It’s funny that Rachel revisited her Tuesday night exchange with Chris Matthews tonight. I’ve been stuck on that segment as well- though not exactly the same part. Rachel caught Matthews a little off guard as she introduced him for his reaction to the GOP response to the State of the Union Address. See the video above, but her complaint in short: “The city on the hill never shined. I don’t understand why it has to be shining.”
She’s talking about the closing line in Mitch Daniels’ reponse, “Republicans in 2012 welcome all our countrymen to a program of renewal that rebuilds the dream for all, and makes our ‘city on a hill’ shine once again.”
Matthews’ train of thought and the constraints of a live news broadcast were not up to accommodating her, but going into the next commercial break she offered a bit more:
“We are going to take a quick break. The city on the hill will not be shining when we come back.
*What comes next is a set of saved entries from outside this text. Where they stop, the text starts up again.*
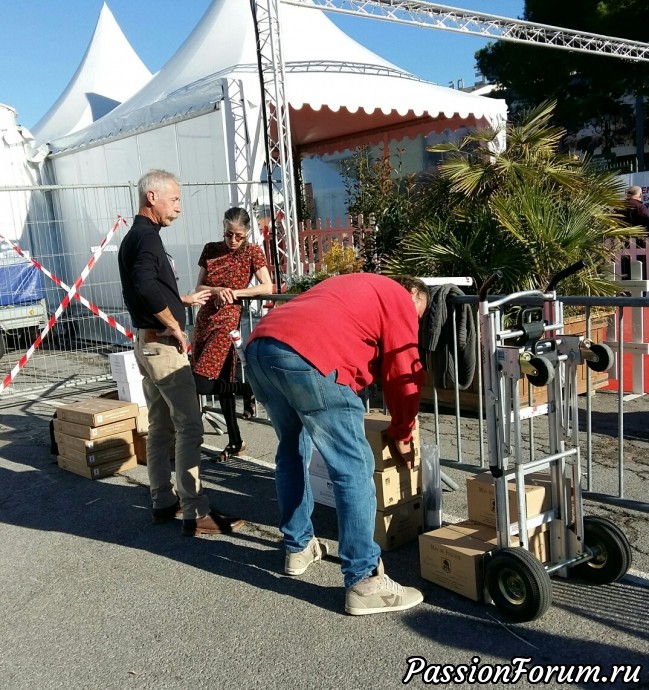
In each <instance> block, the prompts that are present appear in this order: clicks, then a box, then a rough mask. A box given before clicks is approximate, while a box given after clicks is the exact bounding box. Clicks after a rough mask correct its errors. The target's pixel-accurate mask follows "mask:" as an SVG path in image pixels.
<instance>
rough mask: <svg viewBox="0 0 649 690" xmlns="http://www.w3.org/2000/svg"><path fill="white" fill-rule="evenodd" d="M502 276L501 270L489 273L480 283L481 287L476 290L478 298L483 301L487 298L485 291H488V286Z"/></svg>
mask: <svg viewBox="0 0 649 690" xmlns="http://www.w3.org/2000/svg"><path fill="white" fill-rule="evenodd" d="M502 277H503V272H502V271H501V270H498V271H496V272H495V273H493V274H492V275H490V276H489V277H488V278H487V280H485V282H484V283H483V284H482V287H481V288H480V290H479V291H478V299H479V300H480V301H481V302H484V301H485V300H486V299H487V293H488V292H489V288H490V287H491V286H492V285H493V284H494V283H495V282H496V281H497V280H500V279H501V278H502Z"/></svg>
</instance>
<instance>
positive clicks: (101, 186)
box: [0, 183, 649, 497]
mask: <svg viewBox="0 0 649 690" xmlns="http://www.w3.org/2000/svg"><path fill="white" fill-rule="evenodd" d="M190 187H191V189H189V190H188V192H187V193H185V194H184V195H183V214H182V215H181V217H180V218H179V219H178V220H177V221H176V222H175V223H174V224H173V226H171V227H170V228H167V229H165V230H164V232H165V235H164V241H165V244H166V247H167V251H168V252H169V253H170V254H171V255H172V256H173V257H174V259H175V263H176V267H177V271H178V275H179V289H180V291H181V293H186V292H189V291H191V289H192V288H193V287H194V284H195V280H196V274H197V263H198V257H199V255H200V252H201V250H202V248H203V246H204V244H205V243H206V242H208V241H211V240H213V239H214V237H215V234H216V233H215V232H214V230H213V228H215V224H218V225H219V226H220V218H221V213H222V210H223V209H224V208H227V206H228V203H229V200H228V196H227V193H228V184H226V183H224V184H196V185H190ZM4 195H7V196H4ZM0 199H1V200H2V208H3V209H7V208H10V209H11V213H8V214H7V213H5V214H4V215H3V218H2V225H1V226H0V241H2V245H0V274H2V272H3V271H4V272H5V273H9V274H11V270H10V269H11V267H15V266H16V265H19V266H22V267H25V266H27V267H30V266H33V264H30V262H29V259H28V258H25V256H22V257H21V256H19V254H18V253H17V252H16V250H15V246H16V247H19V248H20V250H21V251H22V252H23V254H24V255H27V256H29V257H31V258H33V259H36V260H37V262H38V263H39V264H40V265H41V266H42V267H43V268H45V269H46V270H47V272H48V273H49V274H50V275H51V276H55V277H56V278H57V279H58V282H55V281H54V280H53V279H52V278H51V277H48V276H47V275H46V274H45V273H44V272H42V271H40V270H39V269H36V270H37V271H38V273H37V276H38V277H37V279H36V281H35V283H34V282H32V283H30V284H29V286H28V288H25V284H24V282H20V281H23V280H25V279H24V277H23V276H21V277H20V280H19V281H18V282H16V278H15V276H13V275H9V276H8V277H7V276H5V279H4V282H3V281H0V377H1V379H0V381H2V386H1V387H0V401H9V400H10V399H11V398H12V397H14V396H20V395H25V394H38V395H41V396H42V397H47V395H48V394H49V393H50V392H51V391H55V390H58V389H60V388H61V387H66V386H83V385H86V384H87V383H91V382H97V381H109V380H110V379H111V375H110V370H109V365H108V355H109V354H110V353H111V352H113V351H115V350H120V349H124V348H127V347H129V346H130V341H129V338H128V337H127V336H126V335H124V332H128V330H129V329H130V321H129V318H128V315H127V313H126V311H125V309H124V306H123V302H122V298H121V288H120V283H119V275H118V270H117V260H116V250H117V246H118V240H119V238H120V236H121V234H123V233H124V232H125V230H126V227H125V224H120V223H119V217H123V218H124V219H125V221H126V223H128V224H130V221H131V219H132V217H133V214H134V213H135V209H136V207H137V203H136V190H135V184H134V183H129V184H124V185H114V186H103V185H102V186H98V185H95V186H92V185H88V186H69V187H62V186H41V187H33V188H28V189H26V188H21V187H16V188H3V189H1V190H0ZM116 224H117V227H115V226H116ZM113 229H114V233H115V234H114V237H115V241H113V240H110V241H109V242H108V243H107V244H106V246H104V247H103V248H102V251H101V254H100V256H99V258H98V259H97V262H96V265H95V266H94V267H93V268H92V269H91V270H90V271H89V272H88V275H87V277H86V279H85V281H84V282H83V285H82V287H81V289H80V291H79V292H80V294H81V296H82V297H83V300H85V303H84V302H83V301H79V300H72V302H71V304H70V305H69V306H68V307H67V308H65V309H62V310H61V311H60V316H59V318H57V319H56V322H55V323H53V324H52V328H51V329H50V331H49V332H48V333H47V334H46V337H45V339H44V342H43V344H42V345H41V346H40V347H39V348H38V349H36V350H34V351H33V352H32V354H31V356H30V357H29V358H26V355H27V353H28V352H29V347H30V345H31V344H32V343H33V342H34V340H35V339H36V337H37V336H38V334H39V333H41V332H43V330H44V329H45V327H46V326H47V323H48V320H49V319H51V317H52V315H54V314H55V313H56V312H57V310H59V308H60V307H61V305H62V303H63V301H64V299H65V297H66V296H67V295H68V294H69V292H70V287H71V286H74V285H75V282H76V281H77V280H78V278H79V277H80V276H81V275H82V273H83V271H84V269H85V268H86V267H87V265H88V261H89V258H90V257H91V256H92V255H93V253H95V252H97V251H98V248H99V247H100V246H101V245H102V242H103V241H104V240H105V238H106V236H107V235H109V233H110V232H111V230H113ZM17 258H18V259H20V260H19V261H17V260H16V259H17ZM638 258H639V257H638ZM635 264H636V262H635V261H631V275H632V277H633V278H634V280H631V281H627V282H625V283H623V284H622V285H621V291H624V292H628V293H631V294H634V295H635V296H630V297H616V298H607V299H604V298H583V297H565V298H561V299H562V301H563V302H564V304H565V305H566V306H579V307H582V308H583V309H584V310H585V314H586V320H587V324H586V329H587V330H586V333H587V334H588V335H590V332H591V329H592V316H591V311H592V310H594V309H597V310H599V309H601V308H609V309H611V310H612V312H613V314H612V316H610V317H609V318H608V321H609V332H608V335H607V338H608V341H609V344H610V345H611V346H612V347H613V348H614V349H615V351H616V353H617V355H618V361H619V362H620V363H622V362H625V361H626V360H628V359H630V360H631V365H632V373H631V374H628V373H625V369H624V368H623V367H618V369H617V370H616V372H615V374H614V378H615V379H616V380H617V381H618V392H617V396H618V403H617V418H618V419H617V430H618V431H617V443H618V448H617V459H618V466H617V473H618V481H617V491H616V493H617V495H618V497H624V496H625V457H624V444H625V428H624V404H625V401H626V400H627V399H628V396H627V395H625V393H626V391H625V388H626V386H625V381H626V380H631V381H632V386H631V388H632V391H635V394H636V395H639V394H642V393H644V392H646V389H644V388H642V390H639V386H640V387H641V386H643V384H644V378H645V377H644V372H643V368H644V365H645V358H646V356H647V352H649V350H648V349H647V348H648V346H647V337H646V336H645V335H644V333H643V331H642V320H640V321H638V319H636V323H635V324H634V325H633V326H632V327H631V328H628V322H629V320H631V319H633V317H634V315H636V316H637V314H638V313H639V312H640V310H641V309H642V308H645V309H646V308H647V298H646V296H645V295H646V290H647V285H646V282H645V281H642V280H637V278H638V276H639V275H641V274H639V273H638V271H637V266H635ZM634 268H635V269H636V270H634ZM31 272H32V273H33V271H31ZM0 277H2V276H0ZM32 278H33V276H32ZM23 290H29V291H31V292H30V295H32V296H33V295H36V297H37V299H35V300H34V301H33V302H32V301H29V302H27V303H26V305H27V306H26V305H25V303H24V302H21V301H20V299H19V298H20V295H21V291H23ZM278 298H279V299H285V297H282V296H278ZM457 299H458V300H459V301H458V304H460V303H461V302H462V301H463V300H466V301H468V302H469V303H476V302H477V298H475V297H465V298H457ZM450 302H451V303H452V302H453V300H450ZM88 304H91V305H93V306H94V307H96V309H98V310H100V311H101V312H102V314H104V315H106V316H107V317H110V318H111V319H114V320H115V321H116V322H117V323H119V324H120V325H121V326H122V328H123V330H122V331H121V332H120V331H119V330H116V329H115V328H114V327H113V326H111V325H110V324H109V323H108V322H107V321H106V319H104V318H100V317H98V316H97V313H96V312H93V311H92V310H91V309H90V308H89V306H88ZM260 306H261V303H260V302H259V301H257V305H256V307H255V309H254V310H253V311H252V312H251V318H252V315H254V314H255V313H256V314H258V313H259V309H260ZM451 306H452V304H451ZM39 309H40V311H39ZM30 311H33V312H34V313H29V312H30ZM630 317H631V318H630ZM478 328H479V324H478ZM244 335H245V327H244ZM455 336H456V337H457V334H455ZM477 355H478V363H480V361H481V357H480V356H479V351H478V353H477ZM476 377H477V384H478V389H479V386H480V385H481V370H480V367H478V371H477V374H476ZM456 380H457V379H456ZM586 385H587V388H586V396H585V398H584V400H585V405H586V411H585V420H584V424H585V427H584V434H585V436H584V447H585V453H586V463H585V466H586V472H587V476H586V481H587V488H588V489H589V490H593V491H594V490H596V489H597V486H596V485H595V482H594V478H593V472H592V455H593V448H592V438H593V434H592V404H591V401H592V390H593V389H592V382H591V381H590V374H589V377H588V380H587V381H586ZM432 394H433V396H434V398H433V401H432V402H433V406H434V412H435V414H434V418H435V424H436V429H437V428H438V427H439V421H440V418H441V417H440V413H439V400H438V391H434V392H433V393H432ZM459 398H460V392H459V391H455V392H454V399H452V400H451V404H452V406H453V408H454V410H455V416H454V419H455V429H456V434H455V439H454V446H455V448H453V446H450V448H449V447H445V446H444V445H443V444H442V443H441V441H439V443H438V445H440V450H441V454H442V457H445V458H446V459H447V460H448V461H450V462H454V463H460V464H463V463H465V462H466V461H467V457H468V464H469V465H471V466H472V467H474V468H475V467H485V466H486V464H487V463H486V461H485V442H484V438H485V434H484V429H483V426H482V418H483V414H482V409H478V415H477V421H478V429H477V431H476V432H475V433H474V432H470V433H471V438H470V439H469V438H468V436H467V432H466V431H463V426H462V421H461V420H462V416H463V410H462V409H461V406H460V404H459ZM477 399H478V400H481V396H479V395H478V396H477ZM531 433H533V432H531ZM438 440H439V439H438ZM469 440H470V441H471V442H472V443H477V448H478V450H477V452H475V453H472V454H470V457H469V454H468V453H465V451H464V446H465V445H466V443H468V442H469ZM452 455H455V457H451V458H449V456H452Z"/></svg>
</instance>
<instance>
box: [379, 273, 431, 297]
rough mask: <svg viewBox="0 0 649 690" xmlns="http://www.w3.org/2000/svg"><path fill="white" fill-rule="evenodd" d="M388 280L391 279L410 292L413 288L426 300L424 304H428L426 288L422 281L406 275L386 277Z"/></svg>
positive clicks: (428, 295) (427, 294) (427, 291)
mask: <svg viewBox="0 0 649 690" xmlns="http://www.w3.org/2000/svg"><path fill="white" fill-rule="evenodd" d="M388 278H392V280H394V281H396V282H397V283H399V285H402V286H403V287H405V288H406V290H408V292H410V291H411V290H412V289H413V288H414V289H415V290H417V292H418V293H419V294H420V295H421V296H422V297H424V298H425V299H426V304H428V301H429V292H428V286H427V285H426V283H424V281H423V280H420V279H419V278H413V276H407V275H402V276H388Z"/></svg>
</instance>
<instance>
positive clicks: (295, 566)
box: [284, 537, 328, 575]
mask: <svg viewBox="0 0 649 690" xmlns="http://www.w3.org/2000/svg"><path fill="white" fill-rule="evenodd" d="M327 553H328V551H327V545H326V544H325V543H324V542H321V541H318V540H317V539H316V538H315V537H313V538H312V539H311V541H310V542H309V543H308V545H307V547H306V549H304V551H298V552H297V553H292V552H290V551H287V552H286V560H285V561H284V572H285V573H286V574H287V575H301V574H302V573H303V572H304V571H305V570H306V569H307V568H308V567H309V566H310V565H311V563H315V562H316V561H321V560H322V559H323V558H325V556H326V555H327Z"/></svg>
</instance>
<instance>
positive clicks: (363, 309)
mask: <svg viewBox="0 0 649 690" xmlns="http://www.w3.org/2000/svg"><path fill="white" fill-rule="evenodd" d="M427 304H428V290H427V288H426V285H425V284H424V283H423V282H421V281H420V280H417V279H416V278H410V277H401V278H396V279H392V278H387V277H385V276H380V275H375V274H371V273H353V274H348V275H341V276H335V277H332V278H328V279H327V280H325V281H323V282H322V283H319V284H318V285H316V286H314V287H312V288H311V289H310V290H308V291H307V292H305V293H304V294H301V295H299V296H298V297H295V298H293V299H292V300H290V301H289V302H287V303H286V304H284V305H282V307H281V308H280V309H274V310H273V311H272V312H271V313H269V314H268V315H267V316H265V317H264V318H263V319H262V320H261V321H260V322H259V324H258V325H257V326H256V328H255V329H254V330H253V332H252V334H251V336H250V339H249V340H248V345H247V347H246V359H247V366H246V376H247V378H248V381H249V383H250V385H251V386H252V389H253V391H254V393H255V396H256V397H257V400H259V401H260V402H261V403H262V404H263V406H264V408H265V409H266V411H267V412H268V415H269V417H270V419H271V421H272V423H273V427H274V428H275V432H276V433H277V437H278V439H279V443H278V447H277V454H276V459H275V460H276V471H275V478H276V489H277V498H278V503H279V510H280V530H281V531H282V533H283V535H284V546H285V548H286V562H285V566H284V570H285V572H286V573H287V574H288V575H301V574H302V573H303V572H304V571H305V570H306V569H307V568H308V567H309V565H311V564H312V563H313V562H315V561H318V560H320V559H321V558H322V557H323V556H324V555H326V546H325V544H323V543H321V542H319V541H318V540H317V539H316V538H315V537H314V533H313V524H312V522H311V513H312V512H313V495H312V493H311V487H310V485H309V477H308V468H309V463H310V461H311V452H312V448H313V444H315V446H316V448H317V449H318V450H319V451H320V454H321V455H322V457H323V459H324V461H325V463H326V465H327V468H328V470H329V476H330V478H331V481H332V483H333V491H334V497H335V500H336V509H337V513H338V533H339V550H338V551H339V556H340V560H341V563H342V572H343V577H344V584H345V588H346V597H345V610H346V611H347V613H349V614H352V615H364V614H371V613H384V612H389V611H403V610H405V609H409V608H411V607H412V606H416V605H417V604H419V603H421V601H423V595H422V594H421V592H419V591H418V590H416V589H414V588H412V587H402V586H401V585H399V584H397V583H396V582H394V581H393V580H391V579H390V578H389V577H388V576H387V575H386V574H385V573H384V570H383V564H382V561H381V558H380V555H381V549H380V548H379V546H378V545H377V544H376V543H375V542H374V521H375V515H376V493H375V486H374V480H373V472H374V458H373V455H372V451H371V449H370V446H369V444H368V442H367V440H366V438H365V427H364V415H365V408H364V405H363V402H362V400H361V399H360V398H359V396H358V395H357V393H358V392H359V391H360V390H361V389H363V388H365V387H366V386H368V385H370V384H371V383H372V382H373V381H374V380H375V379H377V378H379V377H380V379H381V382H382V387H383V395H384V399H385V403H386V406H387V409H388V411H389V413H390V416H391V425H390V427H389V428H388V435H389V436H391V437H392V438H393V439H394V441H395V445H396V448H397V450H398V452H399V453H400V455H401V456H402V458H403V460H404V462H405V463H406V464H407V465H408V466H409V467H412V463H413V459H414V449H413V447H412V429H413V427H414V423H415V417H416V415H417V412H418V410H419V401H420V397H421V386H422V383H423V377H424V374H423V368H422V365H421V362H420V361H419V352H418V332H419V319H420V318H421V317H422V315H423V314H424V312H425V310H426V307H427Z"/></svg>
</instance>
It doesn’t need to shine. John Winthrop just talked about it being up there, and the eyes of the world up on it. That was it. Shining thing was a late addition.
I’m sorry. Bugs me.”
The TV went to a break and I went to the google.
I had always thought “the shining city on a hill” was a Reaganism that had to do with American exceptionalism and winning the Cold War. Turns out, not so much.
This way to the rabbit hole…
The Ronald Reagan connection is kind of true. He seems to be the one who popularized the phrase for Republicans and he appears to be the one responsible for making the city shine.
Reagan’s “shining city” coinage comes from his official announcement of his candidacy for president in November of 1979. In some of his later uses, like his 1984 Republican nomination acceptance speech he’s referring to his own use of the phrase.
But of course, these uses are before the end of the Cold War, so I got that wrong. In fact, the first use I find of the “city on a hill” imagery by Ronald Reagan is in 1974, in a speech titled “We will be a city upon a hill,” and Rachel would be pleased to know, he didn’t make the city shine.
That’s probably because he was quoting John Winthrop directly, and, as Rachel pointed out on the way to commercial break, Winthrop’s city wasn’t shining.